Prompt variation sets guidelines for testers on different types of prompts. For example, one week, testers may focus on creative prompts, while the next week they do more opinionated prompting or chain of thought promoting to test the reasoning skills of the model and application. Sheehan emphasized that it’s important to stress test the system with a lot of different types of prompts.
Adversarial testing calls for testers to try to generate biased or toxic content, allowing the company to determine how well it has mitigated risk in that area.
Collecting feedback at multiple levels
The first level of feedback should focus on the application’s responses, documenting whether responses are inaccurate, toxic or biased. Sheehan recommended building a feedback mechanism into the app itself, citing ChatGPT’s thumbs-up and thumbs-down options and dialog boxes as an example. “As a user in real time, if I see something that I think is toxic, I’m able to give the thumbs down. I’m able to immediately explain why. So that’s a great technique as you’re building your app,” Sheehan said. If that’s not possible, there are still ways to collect that feedback from testers, outside the app.
The next level of feedback examines the user experience across your diverse testing team. Understanding whether or not the users trust the application is critical. Sheehan said, “You want to be testing and understanding people’s feelings and thoughts. Is it trustworthy? And then are they satisfied with the answers? Do they have limitations? Do they have challenges? What is the NPS score as you’re testing?”

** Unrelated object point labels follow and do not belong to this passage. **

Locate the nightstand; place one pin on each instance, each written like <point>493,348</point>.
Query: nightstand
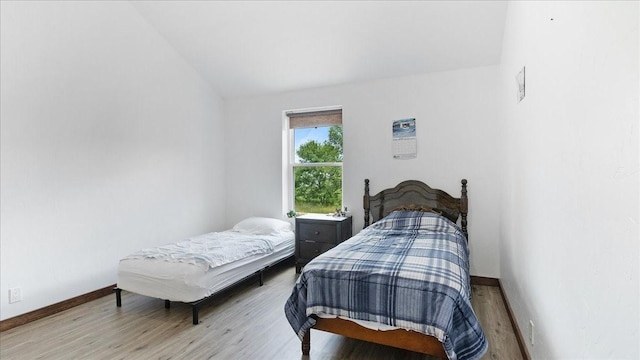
<point>317,233</point>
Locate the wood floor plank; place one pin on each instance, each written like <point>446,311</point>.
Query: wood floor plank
<point>246,322</point>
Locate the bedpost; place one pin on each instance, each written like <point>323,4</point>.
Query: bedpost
<point>464,208</point>
<point>365,202</point>
<point>118,297</point>
<point>306,343</point>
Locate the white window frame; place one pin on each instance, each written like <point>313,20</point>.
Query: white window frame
<point>288,155</point>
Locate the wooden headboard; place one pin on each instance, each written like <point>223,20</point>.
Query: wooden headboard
<point>415,194</point>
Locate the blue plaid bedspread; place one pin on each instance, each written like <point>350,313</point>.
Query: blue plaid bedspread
<point>409,270</point>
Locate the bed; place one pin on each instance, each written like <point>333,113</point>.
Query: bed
<point>194,270</point>
<point>403,281</point>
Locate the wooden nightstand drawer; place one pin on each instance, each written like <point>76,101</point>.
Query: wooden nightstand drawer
<point>318,232</point>
<point>311,249</point>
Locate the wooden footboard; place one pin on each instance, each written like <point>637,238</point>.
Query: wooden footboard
<point>400,338</point>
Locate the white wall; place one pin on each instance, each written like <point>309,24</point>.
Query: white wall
<point>109,143</point>
<point>569,224</point>
<point>456,120</point>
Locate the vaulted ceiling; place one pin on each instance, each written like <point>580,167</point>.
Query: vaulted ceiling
<point>254,47</point>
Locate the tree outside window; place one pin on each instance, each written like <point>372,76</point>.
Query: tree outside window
<point>317,169</point>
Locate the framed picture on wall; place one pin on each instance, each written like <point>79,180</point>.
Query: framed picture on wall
<point>520,81</point>
<point>405,142</point>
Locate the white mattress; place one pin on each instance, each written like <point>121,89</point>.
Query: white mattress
<point>188,282</point>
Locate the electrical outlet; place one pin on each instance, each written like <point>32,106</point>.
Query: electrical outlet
<point>15,295</point>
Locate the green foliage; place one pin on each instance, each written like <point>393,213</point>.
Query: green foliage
<point>319,188</point>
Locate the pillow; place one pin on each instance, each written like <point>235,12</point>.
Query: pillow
<point>413,220</point>
<point>262,226</point>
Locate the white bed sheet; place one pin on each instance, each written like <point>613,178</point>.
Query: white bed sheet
<point>187,282</point>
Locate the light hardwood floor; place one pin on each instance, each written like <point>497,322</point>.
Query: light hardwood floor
<point>246,322</point>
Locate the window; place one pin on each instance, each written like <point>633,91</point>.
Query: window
<point>315,161</point>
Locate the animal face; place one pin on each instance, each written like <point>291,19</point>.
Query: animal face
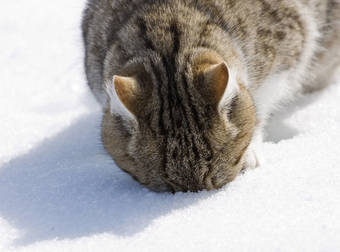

The final feedback component examines how the model improves over time. Sheehan explained that companies should incorporate plenty of exploratory testing and make sure that they’re testing over a sufficient time period to assess how the application changes.
“You are doing a lot of fine tuning to the model. You may be adding data, you may be adding features or changes. You want to see what happens over time,” said Sheehan. He suggested a minimum of a two- to three-week period, with a four- to five-week period as optimal. “We have tested some applications for up to eight weeks,” he said. “Again, it will depend a lot on the data, what your objectives are, but just don’t do a single shot testing.”
Testing should continue post-release to continue to monitor and mitigate risk as companies introduce new data and continue to fine-tune the model.
Ensuring accessibility and inclusivity
“This is actually just a general best practice for all digital applications,” Sheehan said. “You want to make sure that the application meets accessibility standards, so you have to do accessibility testing.” Sheehan cited the need to ensure a good and useful experience for users with either permanent or temporary disabilities. Incorporating testers with disabilities helps ensure a better UX not just for people with disabilities (PWD), but for all users.
In addition, including PWD in the testing helps capture feedback about whether some output is biased or toxic to this particular community. “You need that feedback loop,” Sheehan said.
Sheehan went on to share an example of the work Applause has done with one LLM-based chat application that launched in multiple countries. Read the case study.
The most common problems in generative AI applications
Sheehan reported that the vast majority — 60% to 70% — of the issues Applause testers have found in generative AI apps relate to biased or toxic content. Functional errors are the next most common defects, accounting for approximately 30% of issues. Sheehan said that level of functional defects is comparable to what typically occurs for new applications.
Sheehan also said that while Applause hasn’t quantifiably measured the number of inaccurate responses from LLM apps, as that feedback is often collected within the application being tested, anecdotally, testers report that they see inaccuracies diminishing over time.
As generative AI grows in popularity, thorough testing will remain essential for organizations looking to develop trustworthy applications.